A banner headline in an Allied newspaper datelined Berlin, May 8, 1945, read "24 hours- How Germany capitulated — 6 million Germans in prisoner of war camps." Above the headline were portraits of Stalin, Roosevelt and Churchill with the caption "Their nations did not want any slaves."
That was exactly 70 years ago on Friday. I remember it as if it were yesterday because I was a severely wounded German soldier in a military hospital in Luebeck, which was occupied by the British Army.
The feeling, which was widely shared, was one of fundamental relief. The war in Europe was over. No more killings in battle or in air raids. Whatever followed could not be as bad as the war.

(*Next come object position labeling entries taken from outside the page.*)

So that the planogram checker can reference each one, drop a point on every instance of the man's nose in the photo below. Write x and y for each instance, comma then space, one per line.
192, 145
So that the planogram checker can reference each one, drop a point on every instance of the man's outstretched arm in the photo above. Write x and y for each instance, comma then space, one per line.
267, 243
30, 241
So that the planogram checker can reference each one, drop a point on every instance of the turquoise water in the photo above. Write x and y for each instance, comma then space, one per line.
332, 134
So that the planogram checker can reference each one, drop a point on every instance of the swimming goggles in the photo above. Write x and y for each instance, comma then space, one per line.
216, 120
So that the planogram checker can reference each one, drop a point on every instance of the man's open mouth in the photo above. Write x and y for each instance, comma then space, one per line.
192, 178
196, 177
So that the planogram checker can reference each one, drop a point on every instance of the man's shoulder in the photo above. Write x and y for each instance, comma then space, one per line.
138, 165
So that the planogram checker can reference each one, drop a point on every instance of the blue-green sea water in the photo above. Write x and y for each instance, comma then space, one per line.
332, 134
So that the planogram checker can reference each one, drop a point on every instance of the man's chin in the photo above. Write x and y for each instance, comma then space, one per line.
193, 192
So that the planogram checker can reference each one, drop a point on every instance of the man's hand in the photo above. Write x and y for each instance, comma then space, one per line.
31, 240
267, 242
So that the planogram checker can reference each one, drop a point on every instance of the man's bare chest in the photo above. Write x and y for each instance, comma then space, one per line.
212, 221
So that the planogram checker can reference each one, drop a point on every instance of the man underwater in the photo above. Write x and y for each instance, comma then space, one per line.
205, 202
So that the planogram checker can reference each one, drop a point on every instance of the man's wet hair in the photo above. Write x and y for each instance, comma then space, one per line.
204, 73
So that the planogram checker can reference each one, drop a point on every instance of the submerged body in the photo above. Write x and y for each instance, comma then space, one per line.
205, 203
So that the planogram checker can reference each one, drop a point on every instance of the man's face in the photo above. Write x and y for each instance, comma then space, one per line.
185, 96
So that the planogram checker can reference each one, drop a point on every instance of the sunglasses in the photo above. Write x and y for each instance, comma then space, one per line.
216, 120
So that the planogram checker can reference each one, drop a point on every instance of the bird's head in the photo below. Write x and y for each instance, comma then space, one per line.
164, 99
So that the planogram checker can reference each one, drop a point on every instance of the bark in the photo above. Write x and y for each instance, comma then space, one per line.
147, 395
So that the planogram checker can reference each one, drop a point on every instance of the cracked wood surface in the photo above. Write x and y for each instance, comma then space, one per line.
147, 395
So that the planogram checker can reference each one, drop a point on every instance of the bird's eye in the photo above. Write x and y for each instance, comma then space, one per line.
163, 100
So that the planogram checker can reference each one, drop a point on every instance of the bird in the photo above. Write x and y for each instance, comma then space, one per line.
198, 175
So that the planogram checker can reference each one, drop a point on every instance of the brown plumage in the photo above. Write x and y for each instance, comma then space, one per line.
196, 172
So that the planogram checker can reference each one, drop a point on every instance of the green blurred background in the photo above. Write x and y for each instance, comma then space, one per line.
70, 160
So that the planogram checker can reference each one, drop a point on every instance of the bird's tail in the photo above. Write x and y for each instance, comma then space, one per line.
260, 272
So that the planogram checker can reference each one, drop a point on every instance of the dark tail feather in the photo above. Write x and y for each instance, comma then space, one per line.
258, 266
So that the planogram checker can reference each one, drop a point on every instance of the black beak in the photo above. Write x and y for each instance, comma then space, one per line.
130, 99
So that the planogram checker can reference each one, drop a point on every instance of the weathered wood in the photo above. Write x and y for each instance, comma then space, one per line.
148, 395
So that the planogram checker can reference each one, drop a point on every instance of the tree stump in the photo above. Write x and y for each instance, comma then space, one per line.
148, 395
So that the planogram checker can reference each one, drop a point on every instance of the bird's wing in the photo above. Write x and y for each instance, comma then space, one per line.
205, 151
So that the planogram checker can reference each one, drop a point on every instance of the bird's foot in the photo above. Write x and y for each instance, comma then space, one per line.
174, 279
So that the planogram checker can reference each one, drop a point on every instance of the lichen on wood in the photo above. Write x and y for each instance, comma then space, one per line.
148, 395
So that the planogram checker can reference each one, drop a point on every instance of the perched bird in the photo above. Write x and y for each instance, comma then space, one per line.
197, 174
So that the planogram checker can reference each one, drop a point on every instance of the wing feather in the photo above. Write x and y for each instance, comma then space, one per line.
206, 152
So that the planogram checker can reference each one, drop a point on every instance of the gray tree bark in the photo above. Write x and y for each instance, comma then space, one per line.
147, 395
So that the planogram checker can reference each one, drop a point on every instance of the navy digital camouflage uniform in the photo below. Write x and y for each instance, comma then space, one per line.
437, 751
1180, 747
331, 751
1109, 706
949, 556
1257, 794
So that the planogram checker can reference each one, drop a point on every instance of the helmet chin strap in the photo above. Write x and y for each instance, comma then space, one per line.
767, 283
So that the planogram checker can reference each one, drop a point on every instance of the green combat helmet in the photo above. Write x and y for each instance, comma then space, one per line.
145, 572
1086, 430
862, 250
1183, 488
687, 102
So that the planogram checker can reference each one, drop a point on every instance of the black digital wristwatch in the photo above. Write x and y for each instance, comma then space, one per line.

Around the same time a delegation of British and U.S. medical doctors visited the military hospital and expressed their disbelief at the extraordinary number of amputees — wounded soldiers lost their limbs because of the shortage of medical supplies. Penicillin was not available.
After I left the hospital I encountered British soldiers who were eager to talk with English-speaking Germans. They wanted to know how German soldiers had experienced the war. There was no hatred. There was curiosity on both sides.
Some 70 years later, I believe that was the beginning of the realization, however faint, that there must be better solutions than war to mankind's problems. Perhaps in the common experience of war, no matter on which side soldiers fought, there was the need to create a united Europe.
That project took years to accomplish. But it did come about. Today it is impossible to imagine that Europeans would again go to war against one another.
Perhaps the cynical German philosopher who said "the only thing that people learn from history is that they do not learn from history" may be proved wrong after all.
Armin Mruck
The writer is a professor emeritus of history at Towson University.